Island well placed to see out storms

Saturday 20th September 2008, 9:59AM BST.

THOUSANDS of finance workers in Guernsey and money centres across the world will put their feet up this weekend for a well-deserved break and think, ‘What on earth was that all about’.

For these are historic times. It is almost 80 years since financial markets across the globe have been so unsure. No one knows for certain what will happen next.

In a thriving international finance centre – directly responsible for more than a third of all incomes in the island – you might expect its business leaders to be rather nervous in the face of such economic mayhem.

Yet when the great and the good gathered in the Duke of Richmond Hotel yesterday for a business breakfast forum, there was little sign of panic.

Certainly there was a buzz in the air, as you might expect with the FTSE on course for the biggest one-day rise in its history.

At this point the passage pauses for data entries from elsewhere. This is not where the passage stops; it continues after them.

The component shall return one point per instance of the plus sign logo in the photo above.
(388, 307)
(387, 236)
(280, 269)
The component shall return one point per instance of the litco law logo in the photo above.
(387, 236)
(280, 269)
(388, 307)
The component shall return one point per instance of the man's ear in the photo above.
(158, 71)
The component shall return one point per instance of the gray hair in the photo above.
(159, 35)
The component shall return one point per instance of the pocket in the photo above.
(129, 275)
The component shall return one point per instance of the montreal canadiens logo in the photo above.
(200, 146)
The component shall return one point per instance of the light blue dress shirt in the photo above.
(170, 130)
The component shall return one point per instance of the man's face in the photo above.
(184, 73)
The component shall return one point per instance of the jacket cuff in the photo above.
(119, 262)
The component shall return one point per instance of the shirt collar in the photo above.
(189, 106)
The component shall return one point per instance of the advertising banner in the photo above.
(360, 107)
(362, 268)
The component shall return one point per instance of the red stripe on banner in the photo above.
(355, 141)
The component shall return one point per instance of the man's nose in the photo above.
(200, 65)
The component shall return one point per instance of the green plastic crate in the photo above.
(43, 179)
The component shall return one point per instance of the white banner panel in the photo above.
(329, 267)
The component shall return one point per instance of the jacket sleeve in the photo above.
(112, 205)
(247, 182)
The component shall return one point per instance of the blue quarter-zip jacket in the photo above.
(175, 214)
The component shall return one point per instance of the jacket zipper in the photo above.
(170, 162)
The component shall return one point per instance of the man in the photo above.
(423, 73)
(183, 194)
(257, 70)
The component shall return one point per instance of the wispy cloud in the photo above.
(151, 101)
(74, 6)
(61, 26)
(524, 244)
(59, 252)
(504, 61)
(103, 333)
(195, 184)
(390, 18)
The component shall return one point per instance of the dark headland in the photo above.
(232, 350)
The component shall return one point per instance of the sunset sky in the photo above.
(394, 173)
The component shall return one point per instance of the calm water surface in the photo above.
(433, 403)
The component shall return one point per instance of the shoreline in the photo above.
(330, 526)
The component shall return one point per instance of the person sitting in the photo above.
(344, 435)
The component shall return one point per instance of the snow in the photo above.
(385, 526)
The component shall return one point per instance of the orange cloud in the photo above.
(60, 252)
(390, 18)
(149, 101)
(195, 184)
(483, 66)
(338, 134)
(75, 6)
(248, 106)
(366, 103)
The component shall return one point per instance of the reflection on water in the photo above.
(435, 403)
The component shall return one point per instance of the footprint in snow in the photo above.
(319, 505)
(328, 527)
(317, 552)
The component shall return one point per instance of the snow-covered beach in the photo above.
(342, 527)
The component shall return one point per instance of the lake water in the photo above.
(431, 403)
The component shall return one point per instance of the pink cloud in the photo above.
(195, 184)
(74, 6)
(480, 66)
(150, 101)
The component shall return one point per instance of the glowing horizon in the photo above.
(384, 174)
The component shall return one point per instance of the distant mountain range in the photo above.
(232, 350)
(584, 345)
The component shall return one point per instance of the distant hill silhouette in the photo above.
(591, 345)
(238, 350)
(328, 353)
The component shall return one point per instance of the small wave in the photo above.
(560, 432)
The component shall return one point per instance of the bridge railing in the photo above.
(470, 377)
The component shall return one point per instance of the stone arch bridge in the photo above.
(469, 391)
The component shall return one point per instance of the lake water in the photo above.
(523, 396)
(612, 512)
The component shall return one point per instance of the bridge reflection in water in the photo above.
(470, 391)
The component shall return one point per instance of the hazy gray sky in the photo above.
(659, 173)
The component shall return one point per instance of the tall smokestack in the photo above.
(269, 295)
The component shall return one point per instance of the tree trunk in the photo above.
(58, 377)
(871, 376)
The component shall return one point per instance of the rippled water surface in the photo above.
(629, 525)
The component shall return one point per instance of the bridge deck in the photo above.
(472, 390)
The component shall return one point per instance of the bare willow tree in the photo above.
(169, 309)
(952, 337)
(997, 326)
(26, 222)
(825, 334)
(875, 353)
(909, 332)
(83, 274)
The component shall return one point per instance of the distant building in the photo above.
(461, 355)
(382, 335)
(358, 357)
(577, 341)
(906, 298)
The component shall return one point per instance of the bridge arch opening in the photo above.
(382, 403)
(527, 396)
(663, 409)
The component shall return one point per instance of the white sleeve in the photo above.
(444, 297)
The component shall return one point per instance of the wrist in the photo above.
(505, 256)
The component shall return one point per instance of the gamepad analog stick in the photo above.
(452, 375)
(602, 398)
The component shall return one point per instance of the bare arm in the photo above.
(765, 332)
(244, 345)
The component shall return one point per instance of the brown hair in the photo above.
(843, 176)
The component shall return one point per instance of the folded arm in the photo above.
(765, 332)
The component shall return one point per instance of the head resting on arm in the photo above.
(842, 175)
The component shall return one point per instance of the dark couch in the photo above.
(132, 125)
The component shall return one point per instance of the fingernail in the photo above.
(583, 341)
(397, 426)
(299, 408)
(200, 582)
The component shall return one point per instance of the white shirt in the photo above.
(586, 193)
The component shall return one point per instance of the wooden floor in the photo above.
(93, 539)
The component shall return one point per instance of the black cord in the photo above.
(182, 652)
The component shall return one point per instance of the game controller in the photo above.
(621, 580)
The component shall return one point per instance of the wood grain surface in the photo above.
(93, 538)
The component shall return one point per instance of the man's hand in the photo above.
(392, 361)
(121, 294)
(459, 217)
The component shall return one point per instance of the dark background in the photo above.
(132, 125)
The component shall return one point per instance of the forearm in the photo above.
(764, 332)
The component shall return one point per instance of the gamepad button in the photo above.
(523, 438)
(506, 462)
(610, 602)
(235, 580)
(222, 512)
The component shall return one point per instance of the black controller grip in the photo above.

But the view from a top table, which included the island’s chief minister, a leading accountant and two financiers, was that the island was well placed to ride out the storm.

Indeed, one went as far as to suggest that the nature of the island’s well-regulated industry was such that Guernsey could benefit from investors seeking shelter in our calmer waters.

Such is the dependence of the whole of the island on finance that such optimism should come as a relief to all, regardless of whether we understand the nuances of short-selling and sub-prime loans. Other industries sustain us, but finance is the main course.

Indeed, the only downside of a forum timed to coincide with the publication of a Financial Times supplement focusing on Guernsey is that it is hard to imagine it gaining much reading time among private and business investors struggling to ride this roller coaster.

But those who did would have found a relentlessly upbeat assessment of Doing Business in Guernsey.

And it included a welcome warning from the FT’s UK business editor to European politicians keen to clip the wings of ‘offshore’ finance centres: force the tax cash out of our jurisdiction and the EU risks losing it altogether.